It was a particularly sobering experience to lay a wreath over the grave of 834 sailors, more so brought home knowing that my Great Great Uncle was in command of the vessel at the time she was sunk

Lieutenant Duncan Napier, Commanding Officer of HMS Example

Whilst at Lyness, students also got the opportunity to learn more about the naval history of Scapa flows and also to see some of the naval memorabilia from ships of the time and were impressed at the sheer scale of propellers and weapons that were on display, particularly when comparing the scale to HMS Example.

Officer Cadet Jack Perry said, “All the students involved came away with renewed respect for the bravery and sacrifice of those who fought and we are glad that we have been able to show that respect by laying a wreath at the cemetery.”

Leaving Lyness, HMS Example sailed on to the wreck of HMS Royal Oak where another wreath was laid over the site.

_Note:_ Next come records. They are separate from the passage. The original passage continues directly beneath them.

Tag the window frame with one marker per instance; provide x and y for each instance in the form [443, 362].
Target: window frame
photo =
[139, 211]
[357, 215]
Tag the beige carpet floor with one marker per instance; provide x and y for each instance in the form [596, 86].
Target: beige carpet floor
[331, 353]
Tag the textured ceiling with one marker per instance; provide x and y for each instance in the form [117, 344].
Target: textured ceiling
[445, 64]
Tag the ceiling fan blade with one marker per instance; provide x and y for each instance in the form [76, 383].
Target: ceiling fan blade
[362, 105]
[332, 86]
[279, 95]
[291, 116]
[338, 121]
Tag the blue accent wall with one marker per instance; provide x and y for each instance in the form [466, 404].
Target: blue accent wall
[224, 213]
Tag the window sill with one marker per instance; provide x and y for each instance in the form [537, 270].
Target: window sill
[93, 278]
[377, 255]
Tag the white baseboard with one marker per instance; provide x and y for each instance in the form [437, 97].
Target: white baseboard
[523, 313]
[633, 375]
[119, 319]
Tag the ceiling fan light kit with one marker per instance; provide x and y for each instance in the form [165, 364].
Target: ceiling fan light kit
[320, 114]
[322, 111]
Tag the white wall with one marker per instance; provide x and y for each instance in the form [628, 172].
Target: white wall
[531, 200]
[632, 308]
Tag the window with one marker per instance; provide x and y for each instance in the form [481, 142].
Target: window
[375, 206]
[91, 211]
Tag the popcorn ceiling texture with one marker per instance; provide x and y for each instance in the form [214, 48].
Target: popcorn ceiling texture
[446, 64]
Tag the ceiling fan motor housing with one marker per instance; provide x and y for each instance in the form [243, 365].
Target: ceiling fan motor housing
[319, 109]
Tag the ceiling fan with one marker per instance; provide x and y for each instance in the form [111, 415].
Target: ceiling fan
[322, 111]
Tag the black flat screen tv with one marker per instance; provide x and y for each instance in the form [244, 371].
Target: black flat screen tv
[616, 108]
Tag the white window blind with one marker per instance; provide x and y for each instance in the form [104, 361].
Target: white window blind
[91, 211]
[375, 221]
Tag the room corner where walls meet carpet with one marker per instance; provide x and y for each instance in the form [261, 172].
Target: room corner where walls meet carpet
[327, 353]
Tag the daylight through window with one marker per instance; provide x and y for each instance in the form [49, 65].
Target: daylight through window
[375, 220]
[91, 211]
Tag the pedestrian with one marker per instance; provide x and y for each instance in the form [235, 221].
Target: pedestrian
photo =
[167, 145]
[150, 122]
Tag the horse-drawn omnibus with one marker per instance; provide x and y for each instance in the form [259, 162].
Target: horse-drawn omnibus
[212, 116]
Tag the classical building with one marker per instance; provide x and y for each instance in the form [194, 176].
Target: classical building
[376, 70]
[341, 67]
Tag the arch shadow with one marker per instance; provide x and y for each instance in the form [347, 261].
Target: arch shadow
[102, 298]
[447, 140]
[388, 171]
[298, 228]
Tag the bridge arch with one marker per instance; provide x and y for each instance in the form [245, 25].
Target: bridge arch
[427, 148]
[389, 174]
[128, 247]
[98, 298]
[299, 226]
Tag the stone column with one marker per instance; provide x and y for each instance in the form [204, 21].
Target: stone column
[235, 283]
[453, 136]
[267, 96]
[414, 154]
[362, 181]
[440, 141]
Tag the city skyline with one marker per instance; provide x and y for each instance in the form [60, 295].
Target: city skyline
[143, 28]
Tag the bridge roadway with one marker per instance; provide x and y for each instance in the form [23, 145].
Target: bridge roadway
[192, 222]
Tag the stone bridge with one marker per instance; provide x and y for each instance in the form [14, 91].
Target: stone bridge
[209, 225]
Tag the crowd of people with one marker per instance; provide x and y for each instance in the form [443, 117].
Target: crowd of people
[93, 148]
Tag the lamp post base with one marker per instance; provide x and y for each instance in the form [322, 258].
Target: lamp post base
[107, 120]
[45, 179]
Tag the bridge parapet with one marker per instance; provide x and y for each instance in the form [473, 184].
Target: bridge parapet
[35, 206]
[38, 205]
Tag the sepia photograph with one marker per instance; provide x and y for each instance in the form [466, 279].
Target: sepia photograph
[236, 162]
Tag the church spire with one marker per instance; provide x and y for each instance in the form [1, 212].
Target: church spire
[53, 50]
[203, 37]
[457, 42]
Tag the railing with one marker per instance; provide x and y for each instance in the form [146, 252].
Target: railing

During the ceremony, the Commanding Officer (CO) Lieutenant Duncan Napier read out a poem, probably written by a family member of a sailor who lost their life aboard the ship, which once again brought home to the students how extensive the impact of the Great War was not just on the people who fought, but their families and loved-ones as well.

A wreath was then laid over the site of the wreck - this was particularly poignant for the CO due to his family connections to the Captain of HMS Royal Oak when she was sunk, Captain William Benn RN.

Lt Napier said, “ It was a particularly sobering experience to lay a wreath over the grave of 834 sailors, more so brought home knowing that my Great Great Uncle was in command of the vessel at the time she was sunk, it seems fitting that I should lay a wreath from my first command over the wreck of one of the vessels he commanded, remembering and paying respects to those that went down with the ship”

The day was a change of pace, and whilst sobering in many regards, it provided all the students on board with a taste of another side of life in the Royal Navy, a chance to pay respects to the sacrifice of sailors of the past, and an opportunity to interact with a part of Naval history that none of them would have probably seen without the opportunity that the URNU provided.